It’s a gloomy east coast Tuesday. The inbox and the desk are bloated, but it’s all good, mostly due to Ghostface Killah’s Apollo Kids on volume 10. We discovered some digital jewels that we wanted to share with our beloved readers:
If you ask any of HipHopDX’s editorial, one of our biggest inspirations is ego trip magazine. This dream-team of Hip Hop writers made a magazine (and two books) that gave us an Ivy League Hip Hop education. The way the guys covered the past and the past, the sub-genres of Hip Hop was simply by fanatics, for fanatics. With back-issues going on eBay for top dollar, we were ecstatic to discover that egotripland.com has launched. There’s some dope new content, but we highly encourage the vintage interviews. One we particularly wanted to share is Jeff “Chairman” Mao’s 1996 cover-story with Ghostface Killah. This is the type of shit that made us do what we do, and it’s so great to be able to share it.

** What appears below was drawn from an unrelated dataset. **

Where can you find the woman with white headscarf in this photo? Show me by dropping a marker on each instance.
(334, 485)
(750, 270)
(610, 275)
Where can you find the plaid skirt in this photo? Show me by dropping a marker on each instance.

DX has been known to bust guns – at the gun range, of course. While we join the Self-Destruction movement in still encouraging all to “stop the violence,” we love gun music. From “AZ’s Chillin’,” a Fizzy Womack beat made of gunshots to Waka Flocka Flame’s name origins to Smif-n-Wessun, it’s all great to us. With 50 Cent’s film Gun releasing to DVD, the Complex.com brethren paid homage to the Hip Hop gun metaphor. From “Me & My Girlfriend” to “I Gave You Power,” the trend is chronicled here.
Just-Ice once rapped about Hip Hop’s earliest days, “I know, I was there!” When it comes to Death Row Records’ earliest days, few there are talking about it. Suge Knight and Dr. Dre rarely do interviews, and Snoop Dogg rarely wants to revisit those days. Well, a new voice has emerged, Donnell Alexander. He is providing tidbits of information on those controversial Death Row years. We really are enjoying the entries, and this latest one talks about Suge Knight strong-arming Compton’s Most Wanted affiliate The Unknown DJ for the Death Row name, as well as the famous “don’t use my phone” incident that involves a gun, Kurupt’s early managers and a million dollar lawsuit.
Pardon the terrible quality of this video. This past weekend, the HipHopDX editorial staff was together, and “like we always do,” we reminisced about our favorite Rap memories. A conversation about BET’s Rap City made us re-live this 2000 Ghostface Killah interview gone terribly wrong. Many people forget how Ghost got confrontational with Big Tigger and threatened to “smack that grin off your face” on live television. Ah, those were the days.